While Shias account for the bulk of Pakistan’s sectarian casualties, it is the Ahmadiyas who suffer the worst persecution. Both Sunnis and Shias regard them as non-Muslim. Street protests by religious hardliners resulted in the Ahmadiyas being declared ‘non-Muslim’ under the 1974 Constitution. It is illegal for an Ahmadiya to call himself a Muslim or his place of worship a mosque and he could find himself in jail for using the Muslim greeting ‘Assalamu alaikum’. The word ‘Muslim’ was erased from the gravestone of Dr Abdus Salam, a Pakistani Nobel laureate, who was an Ahmadi.

Ahmadiyas have been at the receiving end of countless attacks, whether in the form of abuse, beatings, killing or jailing. In May 2010, for instance, 94 of them were killed and over 120 injured in near-simultaneous attacks on two Ahmadiya mosques in Lahore.

Ismailis fear that they could end up like the Ahmadiyas.

A small Islamic sect, Ismailis are led by the Aga Khan. They regard the Koran as their religious text but Sunnis and Shias alike detest them. They could be described as a Shia sub-sect as like the Shias, they believe that Ali is Prophet Mohammed’s successor. This draws the ire of Sunni hardliners.

However, they broke away from Shias centuries ago when they adopted Ismail and not his younger brother as their seventh Imam. And unlike the Shias for whom Moharram, which marks the battle of Karbala and the death of Hussein, is the most important event of the year, Ismaili Shias give more attention to celebrating the Aga Khan’s birthday and the anniversary of his inauguration.

Sunni and Shia hardliners abhor the ‘unIslamic’ practices and ‘modern’ lifestyle of the Ismailis. It is likely that it is the secularizing impact of Ismailis on Pakistan’s society, especially its education that is bothering the country’s Islamic radicals and jihadi outfits. Schools run by Ismailis are co-educational and the curriculum is secular. Like the much-reviled Christians in Pakistan, Ismailis are looked upon as western stooges.
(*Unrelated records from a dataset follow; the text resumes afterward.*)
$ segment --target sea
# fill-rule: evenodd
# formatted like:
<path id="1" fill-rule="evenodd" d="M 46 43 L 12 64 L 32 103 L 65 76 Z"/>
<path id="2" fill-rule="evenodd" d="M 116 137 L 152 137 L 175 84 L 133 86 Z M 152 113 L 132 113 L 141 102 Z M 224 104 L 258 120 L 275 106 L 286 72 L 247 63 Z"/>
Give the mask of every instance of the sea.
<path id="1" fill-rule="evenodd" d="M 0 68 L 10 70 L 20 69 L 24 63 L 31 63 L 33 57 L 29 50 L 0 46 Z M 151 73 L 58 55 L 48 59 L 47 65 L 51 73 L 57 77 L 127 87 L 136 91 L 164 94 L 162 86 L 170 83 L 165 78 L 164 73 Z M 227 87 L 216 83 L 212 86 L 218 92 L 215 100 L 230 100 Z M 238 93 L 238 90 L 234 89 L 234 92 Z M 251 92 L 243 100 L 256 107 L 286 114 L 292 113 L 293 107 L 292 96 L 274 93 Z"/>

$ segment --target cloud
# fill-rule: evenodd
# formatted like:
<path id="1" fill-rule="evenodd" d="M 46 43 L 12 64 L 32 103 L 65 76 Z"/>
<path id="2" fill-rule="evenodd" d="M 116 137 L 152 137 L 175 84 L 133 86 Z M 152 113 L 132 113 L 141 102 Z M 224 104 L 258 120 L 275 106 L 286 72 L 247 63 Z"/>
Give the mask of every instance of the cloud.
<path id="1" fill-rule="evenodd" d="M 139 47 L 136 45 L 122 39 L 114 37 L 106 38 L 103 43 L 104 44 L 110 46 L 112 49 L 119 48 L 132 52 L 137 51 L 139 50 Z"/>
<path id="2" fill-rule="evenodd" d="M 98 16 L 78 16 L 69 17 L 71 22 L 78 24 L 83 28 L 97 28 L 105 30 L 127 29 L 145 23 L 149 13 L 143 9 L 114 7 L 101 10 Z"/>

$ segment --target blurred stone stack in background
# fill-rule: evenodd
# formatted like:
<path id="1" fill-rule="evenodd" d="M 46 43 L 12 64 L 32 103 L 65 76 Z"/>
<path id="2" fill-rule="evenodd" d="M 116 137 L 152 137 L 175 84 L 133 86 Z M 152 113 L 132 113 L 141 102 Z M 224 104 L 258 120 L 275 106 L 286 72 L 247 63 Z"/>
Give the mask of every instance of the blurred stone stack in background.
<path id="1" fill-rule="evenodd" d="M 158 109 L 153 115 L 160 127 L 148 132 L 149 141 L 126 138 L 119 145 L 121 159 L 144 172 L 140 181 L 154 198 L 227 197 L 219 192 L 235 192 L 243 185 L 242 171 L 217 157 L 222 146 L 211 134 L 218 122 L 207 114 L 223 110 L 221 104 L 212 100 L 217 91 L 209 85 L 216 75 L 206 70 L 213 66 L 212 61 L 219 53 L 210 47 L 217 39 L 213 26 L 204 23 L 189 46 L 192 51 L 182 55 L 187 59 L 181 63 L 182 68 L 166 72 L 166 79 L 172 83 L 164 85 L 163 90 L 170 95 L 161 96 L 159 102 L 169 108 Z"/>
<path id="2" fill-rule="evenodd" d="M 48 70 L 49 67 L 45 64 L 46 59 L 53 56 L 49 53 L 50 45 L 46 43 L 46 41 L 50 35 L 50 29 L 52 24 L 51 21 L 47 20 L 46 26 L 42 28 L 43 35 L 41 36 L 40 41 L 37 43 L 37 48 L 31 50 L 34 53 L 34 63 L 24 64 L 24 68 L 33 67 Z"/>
Ismailis have been targets of violence in the past as well. In 1982, for instance, in the Chitral area of northwestern Pakistan, about 60 Ismailis were killed and their community buildings burned down. In 2004, there were violent clashes between Sunnis and Ismailis in Gilgit. Targeting of Ismailis has increased over the past decade; an Ismaili scholar-spiritual leader was assassinated and employees working on the Aga Khan Foundation’s development projects have been attacked. The slaughter of Ismaili bus passengers in Karachi on Wednesday takes this violence to a new worrying level.

The violence together with the growing clamor for declaring Ismailis as non-Muslims is worrying. Secular-minded Pakistanis must speak up in their defense.

Dr. Sudha Ramachandran is an independent journalist/researcher based in Bangalore, India who writes on South Asian political and security issues.